La nécessité de la preuve de travail (ou d'enjeu)

Je disais dans le billet précédent sur l'utilisation malheureuse du mot "portefeuille" dans le cadre des cryptomonnaies que tout ce qui y est détaillé sur le fonctionnement des transactions sur une blockchain ne suffisait pas à justifier la nécessité de la preuve de travail ou d'enjeu. Je sous-entendais par là que l'immuabilité dont je venais de parler n'était pas une exigence suffisante, contrairement à ce qu'on entend le plus souvent[1].

En effet pour justifier la nécessité de la preuve de travail ou d'enjeu, on voit généralement que c'est justement ça qui fait l'immuabilité du registre, car cela rend trop coûteux les calculs nécessaires à la modification d'un bloc passé. Pourtant c'est faux : d'une part ça ne serait vrai que pour la preuve de travail et pas pour la preuve d'enjeu, et d'autre part ce qui fait l'immuabilité n'est pas tant le coût de la preuve de travail que l'impossibilité[2] de faire la modification discrètement, de manière à ce que la chaîne reste compatible avec celle qui est déjà connue des participants.

Quelle nécessité de la preuve de travail ou d'enjeu alors ? Elle tient à deux contraintes : 1- l'absence totale (voulue) de tiers de confiance, et 2- le fait que n'importe qui doive potentiellement pouvoir participer (par opposition à une liste d'agents identifiés), ce qui implique l'impossibilité de faire confiance à l'ensemble des participants.

La première contrainte à elle seule nécessite que toute la valeur (au sens monétaire) soit contenue intrinsèquement dans le système[3], et donc même qu'elle y soit créée. Cela implique donc d'avoir un moyen de limiter/contrôler la vitesse de création de cette valeur sortie de nulle part. Si on rajoute la seconde contrainte, il faut également un moyen de répartir cette valeur aléatoirement, c'est à dire équitablement, de sorte à ce que tout le monde soit d'accord sans avoir à faire confiance aux autres. En effet cette seconde contrainte rend impossible de mettre en place un système de répartition totalement égalitaire de la valeur créée, de distribuer à tour de rôle suivant un ordre prédéfini, ou autre solution plus simple et moins coûteuse (puisqu'on ne connaît pas à l'avance les participants et qu'ils ne se font pas confiance).

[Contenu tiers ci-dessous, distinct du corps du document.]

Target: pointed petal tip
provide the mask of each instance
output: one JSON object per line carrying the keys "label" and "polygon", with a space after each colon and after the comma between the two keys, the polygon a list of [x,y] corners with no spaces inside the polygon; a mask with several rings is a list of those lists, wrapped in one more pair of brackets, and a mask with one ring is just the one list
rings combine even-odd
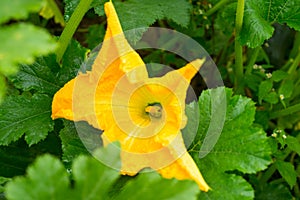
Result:
{"label": "pointed petal tip", "polygon": [[199,69],[203,66],[203,64],[205,63],[206,58],[198,58],[196,60],[193,60],[192,62],[190,62],[191,65],[193,65],[197,71],[199,71]]}

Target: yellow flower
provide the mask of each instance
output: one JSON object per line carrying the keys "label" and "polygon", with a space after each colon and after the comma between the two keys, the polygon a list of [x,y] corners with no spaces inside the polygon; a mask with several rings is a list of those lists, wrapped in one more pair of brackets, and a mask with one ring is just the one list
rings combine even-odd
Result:
{"label": "yellow flower", "polygon": [[54,96],[52,118],[87,121],[104,130],[104,145],[121,143],[121,173],[150,167],[165,178],[191,179],[208,191],[180,130],[187,123],[186,91],[204,59],[163,77],[149,78],[128,44],[114,6],[105,4],[107,30],[92,70],[80,73]]}

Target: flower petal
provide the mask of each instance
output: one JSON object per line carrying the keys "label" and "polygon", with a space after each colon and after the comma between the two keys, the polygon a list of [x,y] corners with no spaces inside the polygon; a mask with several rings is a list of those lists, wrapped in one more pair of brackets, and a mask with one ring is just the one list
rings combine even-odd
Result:
{"label": "flower petal", "polygon": [[101,50],[92,67],[96,79],[102,76],[111,63],[118,63],[118,68],[126,74],[131,82],[148,78],[145,64],[141,57],[131,48],[123,33],[118,15],[112,4],[104,5],[107,16],[107,29]]}
{"label": "flower petal", "polygon": [[173,156],[178,156],[178,159],[167,167],[159,169],[158,172],[165,178],[194,180],[200,190],[207,192],[210,188],[203,179],[193,158],[186,151],[181,133],[176,140],[169,145],[169,149]]}

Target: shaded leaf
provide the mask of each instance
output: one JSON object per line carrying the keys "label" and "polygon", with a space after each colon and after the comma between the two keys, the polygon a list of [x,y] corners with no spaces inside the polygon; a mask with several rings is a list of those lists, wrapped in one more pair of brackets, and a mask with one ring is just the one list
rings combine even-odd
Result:
{"label": "shaded leaf", "polygon": [[261,104],[262,100],[269,94],[273,87],[271,80],[262,81],[258,88],[258,102]]}
{"label": "shaded leaf", "polygon": [[[222,90],[222,88],[212,90]],[[254,103],[246,97],[232,96],[232,91],[226,89],[224,102],[226,118],[224,126],[221,127],[222,133],[214,148],[200,159],[201,141],[207,132],[205,127],[209,126],[212,116],[217,116],[222,112],[218,109],[211,109],[211,100],[209,100],[211,94],[211,90],[207,90],[202,92],[199,98],[200,125],[194,146],[189,150],[204,179],[212,188],[208,193],[201,193],[200,197],[252,199],[253,189],[250,184],[233,172],[255,173],[267,167],[271,162],[271,149],[266,133],[261,128],[253,126]],[[215,94],[218,93],[215,92]],[[214,96],[214,98],[220,97]],[[231,173],[228,174],[228,171]]]}
{"label": "shaded leaf", "polygon": [[77,134],[74,122],[64,120],[64,126],[59,133],[63,150],[62,160],[70,167],[76,157],[88,154],[88,151]]}
{"label": "shaded leaf", "polygon": [[6,186],[8,199],[69,198],[69,177],[55,157],[39,157],[27,170],[26,177],[17,177]]}
{"label": "shaded leaf", "polygon": [[6,92],[6,81],[3,76],[0,75],[0,104]]}
{"label": "shaded leaf", "polygon": [[55,55],[40,57],[31,65],[22,64],[20,71],[11,76],[15,87],[24,91],[36,90],[52,96],[66,82],[74,78],[82,65],[87,49],[77,41],[72,40],[63,56],[62,67],[55,59]]}
{"label": "shaded leaf", "polygon": [[8,145],[24,134],[29,145],[45,139],[53,130],[51,101],[42,94],[7,97],[0,106],[0,145]]}
{"label": "shaded leaf", "polygon": [[[139,188],[137,190],[137,187]],[[163,188],[163,189],[162,189]],[[113,199],[197,199],[197,184],[190,180],[163,179],[155,172],[139,174],[129,180]]]}
{"label": "shaded leaf", "polygon": [[278,93],[279,95],[283,95],[284,98],[290,98],[293,94],[294,90],[294,82],[291,79],[287,79],[283,81],[281,86],[279,87]]}
{"label": "shaded leaf", "polygon": [[61,154],[60,140],[54,134],[49,134],[44,141],[28,147],[22,138],[9,146],[0,148],[0,176],[14,177],[24,175],[26,168],[37,156],[43,153]]}
{"label": "shaded leaf", "polygon": [[36,90],[40,93],[53,95],[61,85],[56,81],[52,70],[59,69],[54,55],[38,58],[32,65],[20,65],[20,71],[10,77],[15,87],[24,91]]}
{"label": "shaded leaf", "polygon": [[38,12],[44,1],[41,0],[2,0],[0,2],[0,24],[10,19],[25,19],[31,12]]}
{"label": "shaded leaf", "polygon": [[0,73],[14,74],[17,64],[31,64],[35,56],[50,53],[56,47],[45,30],[30,24],[18,23],[0,29]]}
{"label": "shaded leaf", "polygon": [[300,30],[299,20],[300,4],[294,0],[249,0],[245,2],[239,40],[241,44],[255,48],[273,35],[273,23],[286,23]]}
{"label": "shaded leaf", "polygon": [[272,80],[274,80],[275,82],[279,82],[282,79],[288,77],[288,73],[282,70],[276,70],[274,72],[272,72]]}
{"label": "shaded leaf", "polygon": [[297,154],[300,155],[300,142],[297,138],[289,135],[285,141],[291,150],[297,152]]}
{"label": "shaded leaf", "polygon": [[[111,148],[111,146],[108,146],[108,148]],[[96,154],[101,154],[100,151],[97,151]],[[102,151],[105,151],[105,149],[102,149]],[[107,153],[105,156],[114,160],[118,165],[120,164],[119,152],[107,151]],[[120,176],[119,171],[116,169],[112,169],[99,160],[87,156],[78,157],[74,161],[72,171],[76,181],[74,188],[76,199],[108,198],[110,187]]]}
{"label": "shaded leaf", "polygon": [[279,171],[280,175],[286,180],[290,188],[296,184],[297,173],[294,169],[294,165],[289,162],[276,161],[276,168]]}
{"label": "shaded leaf", "polygon": [[55,23],[59,23],[61,26],[65,26],[64,18],[54,0],[46,0],[46,4],[40,11],[40,15],[46,19],[54,17]]}
{"label": "shaded leaf", "polygon": [[4,192],[4,185],[9,182],[10,178],[5,178],[0,176],[0,194]]}
{"label": "shaded leaf", "polygon": [[266,185],[260,185],[255,190],[255,199],[257,200],[282,200],[282,199],[293,199],[289,189],[283,184],[270,183]]}

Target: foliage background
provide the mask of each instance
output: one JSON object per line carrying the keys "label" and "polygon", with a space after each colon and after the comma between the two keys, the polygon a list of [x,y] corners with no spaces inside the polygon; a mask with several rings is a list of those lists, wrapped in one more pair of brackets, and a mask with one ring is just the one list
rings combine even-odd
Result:
{"label": "foliage background", "polygon": [[[0,3],[0,199],[297,199],[300,129],[300,5],[297,0],[114,0],[124,30],[165,27],[199,42],[228,88],[192,86],[188,126],[199,123],[189,152],[213,188],[155,172],[120,176],[84,148],[75,126],[52,121],[53,94],[102,40],[103,0],[4,0]],[[138,41],[137,32],[131,41]],[[178,68],[182,59],[142,50],[144,61]],[[227,113],[212,152],[199,157],[212,99],[226,93]],[[5,96],[5,97],[4,97]],[[195,103],[200,121],[193,121]],[[84,122],[93,136],[101,134]],[[96,157],[112,158],[111,146]],[[29,167],[28,167],[29,166]]]}

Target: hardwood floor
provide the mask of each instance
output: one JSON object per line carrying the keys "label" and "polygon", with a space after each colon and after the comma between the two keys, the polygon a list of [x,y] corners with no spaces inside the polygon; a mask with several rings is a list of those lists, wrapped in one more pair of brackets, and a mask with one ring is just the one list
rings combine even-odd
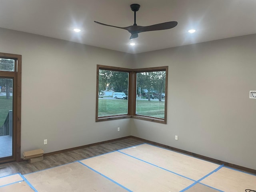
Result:
{"label": "hardwood floor", "polygon": [[128,138],[45,156],[43,161],[36,163],[30,164],[24,161],[2,164],[0,165],[0,177],[17,173],[23,175],[35,172],[144,143],[136,138]]}

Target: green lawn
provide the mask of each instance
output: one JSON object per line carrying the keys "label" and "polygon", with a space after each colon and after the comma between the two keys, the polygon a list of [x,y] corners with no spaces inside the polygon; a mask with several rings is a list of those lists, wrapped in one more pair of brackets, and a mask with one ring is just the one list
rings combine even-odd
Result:
{"label": "green lawn", "polygon": [[0,96],[0,127],[4,124],[9,110],[12,110],[12,97],[6,99],[6,96]]}
{"label": "green lawn", "polygon": [[[99,98],[98,116],[127,114],[128,100]],[[164,118],[164,102],[158,100],[137,100],[136,114]]]}

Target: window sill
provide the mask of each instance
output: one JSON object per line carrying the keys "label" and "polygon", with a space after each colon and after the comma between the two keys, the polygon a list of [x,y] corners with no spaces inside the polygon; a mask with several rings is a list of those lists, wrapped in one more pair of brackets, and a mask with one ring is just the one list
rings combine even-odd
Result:
{"label": "window sill", "polygon": [[98,117],[96,119],[96,122],[100,121],[108,121],[110,120],[116,120],[116,119],[126,119],[127,118],[131,118],[131,115],[115,115],[114,116],[108,116],[102,117]]}

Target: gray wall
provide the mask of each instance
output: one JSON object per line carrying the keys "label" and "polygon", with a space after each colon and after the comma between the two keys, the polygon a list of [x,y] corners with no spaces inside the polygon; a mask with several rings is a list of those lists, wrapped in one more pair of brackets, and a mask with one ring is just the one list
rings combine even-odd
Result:
{"label": "gray wall", "polygon": [[[0,37],[0,52],[22,56],[22,152],[132,134],[256,169],[256,35],[134,55],[2,28]],[[95,122],[97,64],[168,66],[167,124]]]}
{"label": "gray wall", "polygon": [[127,68],[130,54],[4,29],[0,37],[0,52],[22,55],[22,155],[130,135],[129,119],[95,122],[96,65]]}
{"label": "gray wall", "polygon": [[134,55],[169,76],[167,124],[132,119],[132,135],[256,169],[256,51],[251,35]]}

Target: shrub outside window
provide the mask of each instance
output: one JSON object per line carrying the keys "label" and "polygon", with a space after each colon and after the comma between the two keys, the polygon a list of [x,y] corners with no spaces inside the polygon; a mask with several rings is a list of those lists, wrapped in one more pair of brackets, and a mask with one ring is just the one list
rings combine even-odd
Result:
{"label": "shrub outside window", "polygon": [[96,121],[134,118],[166,123],[168,67],[97,65]]}

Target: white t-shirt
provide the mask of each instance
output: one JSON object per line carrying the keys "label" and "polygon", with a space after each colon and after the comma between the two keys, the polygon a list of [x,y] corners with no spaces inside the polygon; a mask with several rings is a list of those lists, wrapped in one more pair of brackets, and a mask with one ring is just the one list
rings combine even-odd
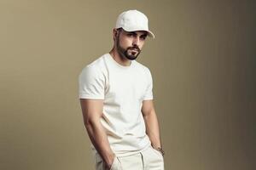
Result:
{"label": "white t-shirt", "polygon": [[123,66],[105,54],[86,65],[79,79],[79,99],[103,99],[101,122],[113,152],[150,145],[141,111],[143,101],[153,99],[152,76],[146,66],[136,60]]}

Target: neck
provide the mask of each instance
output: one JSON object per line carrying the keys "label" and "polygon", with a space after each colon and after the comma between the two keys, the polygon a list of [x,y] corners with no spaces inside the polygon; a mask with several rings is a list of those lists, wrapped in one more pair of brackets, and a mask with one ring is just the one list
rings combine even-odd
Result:
{"label": "neck", "polygon": [[113,59],[121,65],[129,66],[131,63],[130,60],[120,56],[114,48],[111,49],[109,54],[113,57]]}

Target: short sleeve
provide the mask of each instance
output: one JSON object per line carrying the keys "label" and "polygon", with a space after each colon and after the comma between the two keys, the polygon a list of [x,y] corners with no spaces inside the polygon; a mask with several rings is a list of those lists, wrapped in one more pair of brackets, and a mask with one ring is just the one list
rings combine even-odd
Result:
{"label": "short sleeve", "polygon": [[145,95],[143,98],[143,100],[148,100],[148,99],[153,99],[153,80],[152,80],[152,76],[150,73],[150,71],[148,69],[147,70],[147,89],[145,92]]}
{"label": "short sleeve", "polygon": [[105,78],[95,66],[84,67],[79,76],[79,99],[104,99]]}

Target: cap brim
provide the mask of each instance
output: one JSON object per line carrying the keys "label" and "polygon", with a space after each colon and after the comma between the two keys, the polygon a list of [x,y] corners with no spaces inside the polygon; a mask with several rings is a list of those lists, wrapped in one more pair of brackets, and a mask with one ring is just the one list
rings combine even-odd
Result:
{"label": "cap brim", "polygon": [[129,30],[129,29],[125,29],[124,27],[122,27],[125,31],[147,31],[148,32],[148,36],[152,37],[152,38],[154,38],[154,35],[152,31],[150,31],[149,30]]}

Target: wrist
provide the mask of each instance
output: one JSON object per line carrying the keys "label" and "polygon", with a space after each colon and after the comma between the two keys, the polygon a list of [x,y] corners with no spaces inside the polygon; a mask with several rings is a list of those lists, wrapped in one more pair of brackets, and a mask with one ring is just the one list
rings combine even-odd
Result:
{"label": "wrist", "polygon": [[153,146],[153,148],[161,153],[162,156],[165,155],[165,151],[161,146]]}

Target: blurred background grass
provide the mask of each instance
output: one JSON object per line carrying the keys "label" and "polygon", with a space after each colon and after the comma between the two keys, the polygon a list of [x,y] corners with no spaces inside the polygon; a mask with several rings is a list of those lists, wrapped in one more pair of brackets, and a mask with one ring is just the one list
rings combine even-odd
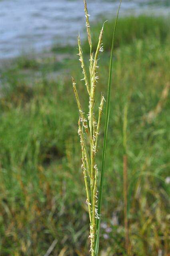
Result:
{"label": "blurred background grass", "polygon": [[[94,40],[100,22],[94,24]],[[106,96],[113,22],[108,22],[105,27],[96,106],[98,92],[102,91]],[[127,105],[131,255],[168,256],[169,20],[128,17],[119,19],[117,28],[100,255],[126,255],[123,124]],[[54,46],[48,54],[21,56],[1,66],[0,252],[3,256],[44,255],[56,239],[51,255],[88,255],[78,113],[71,75],[77,81],[84,109],[88,102],[84,96],[86,88],[80,82],[76,48]],[[86,42],[83,49],[88,53]],[[88,58],[87,56],[87,63]],[[104,120],[103,115],[100,149]]]}

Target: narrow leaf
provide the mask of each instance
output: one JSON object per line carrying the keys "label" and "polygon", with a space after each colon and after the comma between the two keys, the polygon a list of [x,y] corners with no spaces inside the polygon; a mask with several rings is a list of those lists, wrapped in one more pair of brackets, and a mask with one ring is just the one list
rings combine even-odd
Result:
{"label": "narrow leaf", "polygon": [[116,19],[115,23],[114,24],[114,30],[113,34],[113,38],[112,40],[112,49],[110,54],[110,68],[109,68],[109,80],[108,83],[108,98],[107,100],[107,106],[106,106],[106,117],[105,121],[105,126],[104,129],[104,141],[103,143],[103,155],[102,158],[102,171],[101,174],[100,178],[100,191],[99,191],[99,196],[98,198],[98,213],[100,215],[99,219],[97,219],[96,223],[96,228],[97,230],[97,236],[96,238],[96,247],[95,247],[95,255],[97,256],[98,251],[98,248],[99,246],[99,236],[100,236],[100,224],[101,220],[101,211],[102,208],[102,194],[103,192],[103,181],[104,178],[104,165],[105,162],[105,156],[106,156],[106,146],[107,142],[107,136],[108,133],[108,125],[109,119],[109,114],[110,110],[110,92],[111,92],[111,82],[112,79],[112,64],[113,60],[113,49],[114,46],[114,34],[116,30],[116,27],[117,22],[118,20],[118,16],[119,14],[119,10],[120,7],[120,5],[122,2],[122,0],[120,0],[119,8],[117,13],[116,18]]}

Tout cela mis bout à bout fait qu'il est nécessaire de résoudre le problème du consensus distribué[4] dans une des pires situations possibles (cf le billet sur la notion consensus dans le cadre des blockchains), et c'est de là, et uniquement de là, que vient réellement la nécessité de la preuve de travail ou d'enjeu.

Cela signifie notamment que, si on a pas ces deux contraintes, on a pas besoin de preuve de travail ou d'enjeu (et donc, selon la définition qu'on en prend, qu'on a pas besoin de blockchain).

Notes

  1. ^ AJOUT (05/02/2022) : j'ai depuis rédigé un billet qui revient en détail sur ce qui fait l'immuabilité d'une blockchain.
  2. ^ Impossibilité liée non pas au coût de la preuve de travail (même quand elle est utilisée) mais à celui de trouver une collision, qui lui est très nettement supérieur.
  3. ^ Un tiers de confiance pourrait distribuer la cryptomonnaie, et celle-ci pourrait même correspondre à un autre actif comme une monnaie fiat si ce tiers de confiance gère également cet autre actif (une banque centrale par exemple).
  4. ^ C'est à dire devoir mettre tous les participants d'accord sur l'un d'eux au hasard sans disposer d'aucun agent qui puisse jouer le rôle de "chef d'orchestre".